Yapıcıoğlu erken seçim ve ittifaklar hakkında basına açıklamalarda
bulundu. "Erken seçim olur mu?" sorusuna yanıt veren Yapıcıoğlu,
"Seçimler zamanında mı yapılır, erkene mi alınır doğrusu bu tartışmalar
halen devam ediyor ama çok bir anlamı kalmadığını düşünüyorum. Neden? Çünkü şu
anda Meclis tatilde. Ekim'e kadar da tatilde olacak, ekimden sonra toplanan
Meclis erken seçimi tartışmaya başlar ve bu konuda bir gündem oluşursa en erken
bahar aylarında bir seçim kararı alabilir. Çünkü Yüksek Seçim Kurulunun bu iş
için bir hazırlık yapması lazım, bütün partilerin de hazırlık yapması için
onlara bazı bilgilerin aktarılması lazım. Zaten bahar aylarında yapılırsa da
zamanında yapılacak olan seçim en fazla 2 veya 3 ay erkene alınmış olacak. 2-3
ay erkene alınan bir seçim de erken seçim sayılır mı? Bu nedenle kanaatimce
erken seçim tartışması bu saatten sonra artık gündemden çıkmıştır diye
düşünüyorum. Seçim zamanında da yapılsa, seçim yarın da yapılsa biz HÜDA PAR
olarak seçime hazırız." değerlendirmesinde bulundu.

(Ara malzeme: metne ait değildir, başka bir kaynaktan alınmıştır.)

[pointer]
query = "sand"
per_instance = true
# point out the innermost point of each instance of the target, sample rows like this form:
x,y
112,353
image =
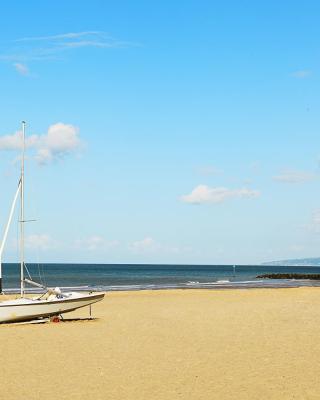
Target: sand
x,y
174,344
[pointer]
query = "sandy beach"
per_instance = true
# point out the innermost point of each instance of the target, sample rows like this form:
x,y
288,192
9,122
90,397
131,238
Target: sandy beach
x,y
174,344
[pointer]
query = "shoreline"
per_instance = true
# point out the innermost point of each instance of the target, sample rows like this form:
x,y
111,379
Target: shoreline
x,y
254,284
171,344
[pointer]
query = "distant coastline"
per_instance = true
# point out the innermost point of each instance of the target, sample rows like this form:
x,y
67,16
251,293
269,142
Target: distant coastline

Seçim ittifaklarına ilişkin görüşü sorulan Yapıcıoğlu, şunları söyledi: “An
itibarıyla HÜDA PAR herhangi bir ittifak içerisinde yer almamaktadır. Herhangi
bir ittifaka verilmiş bir sözü yoktur, herhangi bir blok ile varılmış bir
anlaşması yoktur. Bunu net ifadelerle söyleyebilirim. Ama bu, 'HÜDA PAR hiçbir
ittifakta yer almayacaktır' anlamına gelmiyor. Biz bir ittifak arayışında
değiliz ama bir ittifak teklifi gelirse eğer, ilkelerimize uygun, milletin,
memleketin menfaatine olduğuna inandığımız bir ittifak teklifi gelirse,
partimizin yetkili kurullarında bunu değerlendiririz ve kararımızı verdikten
sonra da bunu kamuoyuyla paylaşırız. Ama an itibariyle bu konuda alınmış bir
kararımız yoktur.”
Geçtiğimiz günlerde dile getirdikleri "25 yıl evli kalan kadınlara
emeklilik hakkının verilmesi" çağrısıyla ilgili sorulan bir soruya da açıklık
getiren Yapıcıoğlu, bunun hayata geçirilmesi için formüller üzerinde
çalışılması gerektiğini söyledi.
Yapıcıoğlu, sözlerini şöyle sürdürdü: “Annelik çok değerlidir. Örneğin,
herhangi bir kadın, başkasının çocuğuna bakıcılık yaparsa bir müddet sonra emekli
olabiliyor. Eğer bir çocuğun annesi bir yerde çalışıyor ve bakıcı da tutuyorsa
devlet o bakıcının ücreti ile ilgili, onun sigortası ile ilgili bir katkı
sunuyor, bir destek veriyor. Biz de diyoruz ki madem başkasının çocuğuna bakana
siz bu kaynağı aktarabiliyorsunuz, o zaman insan yetiştirmek bu memlekette
yapılabilecek çok iyi bir hizmettir çok değerli bir hizmettir ve belki diğer
bütün hizmetlerin üzerindedir. Bunun haricinde her beş evlilikten bir tanesi 5
yılını doldurmadan boşanmayla sonuçlanıyor, hatta bu sayı gittikçe artıyor,
oran yükseliyor. Evlilikleri cazip kılmak, yuvaları ayakta tutmak için de bu
bir yöntemdir. 25 yıl evli kalana ve evlat yetiştirene bir emeklilik hakkı
tanıyın. Bütçeye getireceği yük açısından da çok rahat bir şekilde karşılanabilecek
bir şeydir bu. Bunun formülleri üzerinde çalışılır. Bunun piriminin ne kadarını
devlet karşılar, bir kısmını vatandaş mı karşılar, bunun için bir fon mu
oluşturulur ama her halükârda bunu sağlamamız gerekir. Annelik çok kutsal bir
vazifedir. Çünkü annelerimiz sadece bakıcılık yapmıyorlar… aşçılık yapıyorlar,
elbise temizleme, ütüleme, iş yapıyorlar, evin bütün hizmetlerini yapıyorlar
ama karşılığında ne var: Hiçbir şey yok! Bari ücret almayan kadınlarımız, hiç
olmazsa belli bir süre bu işi yaptıktan sonra emekli maaşı alabilsinler
diyoruz.”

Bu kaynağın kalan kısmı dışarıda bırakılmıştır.